Grace Paley
Take
a poor student. Imbue her with a great sense of humor. Give her
some creativity. And call her Grace Paley. What do you get?
What do you think? December 11 marks the
birthday of a classic American short story writer. Born
in New York City in 1922, she is the youngest daughter of politically active
Ukranian-born Jews who had the remarkable courage to openly oppose the Russian czar in their youth.
For their efforts, father Isaac was exiled to Siberia, where he remained
until 1904 when the Czar
pardoned all prisoners under the age of 21. Soon after, the Paleys
sailed for New York to begin life anew. They settled in the
Bronx.
Paley grew up in a home where Russian and Yiddish were
spoken as commonly as English. She discovered her own voice, she said,
by listening to her neighboring New Yorkers. "When I was
little I loved to listen to my parents' stories...I loved to listen and soon
I loved to talk and tell."
A bright but easily distracted student, Paley enrolled in
Hunter College but was expelled after her first year for missing too many
classes. "I really went to school on poetry," she said.
In the early 1940's, Paley studied with poet W. H. Auden at
the New School for Social Research.
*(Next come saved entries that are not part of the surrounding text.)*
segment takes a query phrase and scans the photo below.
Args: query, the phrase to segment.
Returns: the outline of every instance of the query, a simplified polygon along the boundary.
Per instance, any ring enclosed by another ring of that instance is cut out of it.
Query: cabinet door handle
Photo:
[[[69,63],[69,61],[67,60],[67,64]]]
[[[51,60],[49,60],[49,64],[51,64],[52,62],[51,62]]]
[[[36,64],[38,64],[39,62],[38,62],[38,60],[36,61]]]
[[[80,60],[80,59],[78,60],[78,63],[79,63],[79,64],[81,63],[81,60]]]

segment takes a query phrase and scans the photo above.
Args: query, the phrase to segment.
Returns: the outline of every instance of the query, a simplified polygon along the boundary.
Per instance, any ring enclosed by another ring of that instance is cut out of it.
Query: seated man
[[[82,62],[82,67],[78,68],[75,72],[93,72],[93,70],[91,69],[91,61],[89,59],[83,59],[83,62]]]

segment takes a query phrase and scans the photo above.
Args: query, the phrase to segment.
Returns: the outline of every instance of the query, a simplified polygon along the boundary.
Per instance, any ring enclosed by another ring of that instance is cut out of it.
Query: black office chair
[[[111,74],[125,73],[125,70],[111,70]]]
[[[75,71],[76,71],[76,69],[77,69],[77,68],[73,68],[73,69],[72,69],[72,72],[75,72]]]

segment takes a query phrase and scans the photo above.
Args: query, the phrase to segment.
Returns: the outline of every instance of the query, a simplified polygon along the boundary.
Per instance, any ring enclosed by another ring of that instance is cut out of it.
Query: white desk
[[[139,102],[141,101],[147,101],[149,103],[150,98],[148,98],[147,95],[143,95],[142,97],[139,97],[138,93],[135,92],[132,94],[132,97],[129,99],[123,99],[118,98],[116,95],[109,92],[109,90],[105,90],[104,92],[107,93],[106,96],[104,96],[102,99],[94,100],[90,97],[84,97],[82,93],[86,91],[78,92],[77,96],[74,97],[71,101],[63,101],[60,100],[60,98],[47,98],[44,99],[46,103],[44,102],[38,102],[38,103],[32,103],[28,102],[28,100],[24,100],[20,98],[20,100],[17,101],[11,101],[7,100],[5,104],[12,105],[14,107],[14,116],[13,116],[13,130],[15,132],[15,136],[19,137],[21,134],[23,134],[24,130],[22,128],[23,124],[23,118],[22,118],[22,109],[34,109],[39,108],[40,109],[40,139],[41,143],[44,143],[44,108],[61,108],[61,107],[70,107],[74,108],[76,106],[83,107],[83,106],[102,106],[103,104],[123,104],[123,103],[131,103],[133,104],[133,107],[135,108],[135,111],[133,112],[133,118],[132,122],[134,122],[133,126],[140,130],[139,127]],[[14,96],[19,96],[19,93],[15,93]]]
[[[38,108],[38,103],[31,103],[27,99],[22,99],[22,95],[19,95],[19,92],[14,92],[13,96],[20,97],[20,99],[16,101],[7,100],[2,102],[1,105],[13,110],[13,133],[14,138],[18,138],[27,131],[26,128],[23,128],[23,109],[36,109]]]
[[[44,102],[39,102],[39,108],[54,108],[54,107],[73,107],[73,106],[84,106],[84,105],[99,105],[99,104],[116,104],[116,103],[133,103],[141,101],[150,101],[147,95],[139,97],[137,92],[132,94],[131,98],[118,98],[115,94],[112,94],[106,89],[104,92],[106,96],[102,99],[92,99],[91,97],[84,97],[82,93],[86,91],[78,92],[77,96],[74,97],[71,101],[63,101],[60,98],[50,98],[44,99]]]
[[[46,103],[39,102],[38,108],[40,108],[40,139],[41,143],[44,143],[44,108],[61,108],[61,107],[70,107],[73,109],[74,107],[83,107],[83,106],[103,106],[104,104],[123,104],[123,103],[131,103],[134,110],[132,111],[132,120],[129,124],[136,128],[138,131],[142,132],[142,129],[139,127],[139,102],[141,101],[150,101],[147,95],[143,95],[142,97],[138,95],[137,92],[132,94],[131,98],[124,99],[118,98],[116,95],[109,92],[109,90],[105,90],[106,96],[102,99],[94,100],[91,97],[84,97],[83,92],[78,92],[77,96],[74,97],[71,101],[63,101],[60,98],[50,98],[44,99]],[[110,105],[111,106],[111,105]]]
She married Jess Paley, a movie
cameraman, in 1942, and they settled in Greenwich Village, where she began
raising their two children.
Paley
enjoyed the New Yorkers she met in the parks, playgrounds, and streets of
her neighborhood. She couldn't understand why they had no place in the
literature of the day, but she couldn't decide how to bring them to light
through her poetry, either; so, she decided to try her hand at writing prose.
She published three stories in magazines before an editor at Doubleday and
Company noticed her work. "Write seven more," he told her, "and you'll
have a book."
In 1959, Paley published eleven short stories in her first
book, The Little Disturbances of Man. Author Philip Roth
said, "Though no blood sister, she's as funny as Jane Austen." One of
her characters named Faith thinks about her "destiny, which is to be, until
my expiration date, laughingly the servant of man." She puzzles, "What
is man that woman lies down to adore him?"
Paley's book was an overnight success, but her next
literary efforts did not come easily. She was involved in politics
and social action throughout the Sixties, when she began a novel that she
never finished. Her next book of short stories wasn't published until
1974.
Paley
visited Hanoi and Moscow as a member of several peace delegations. In 1978,
she and ten other demonstrators broke away from a tour group and displayed
an anti-nuclear banner on the White House lawn. The protestors,
nicknamed "The White House Eleven," were fined and given suspended sentences
of 180 days in prison.
Author Donald Barthelme--an extraordinary short-story writer of his
own--called Paley "a wonderful writer and troublemaker."
Paley, herself, agreed with him when she summed up her political and
literary philosophy: "When you feel a pull, go with it."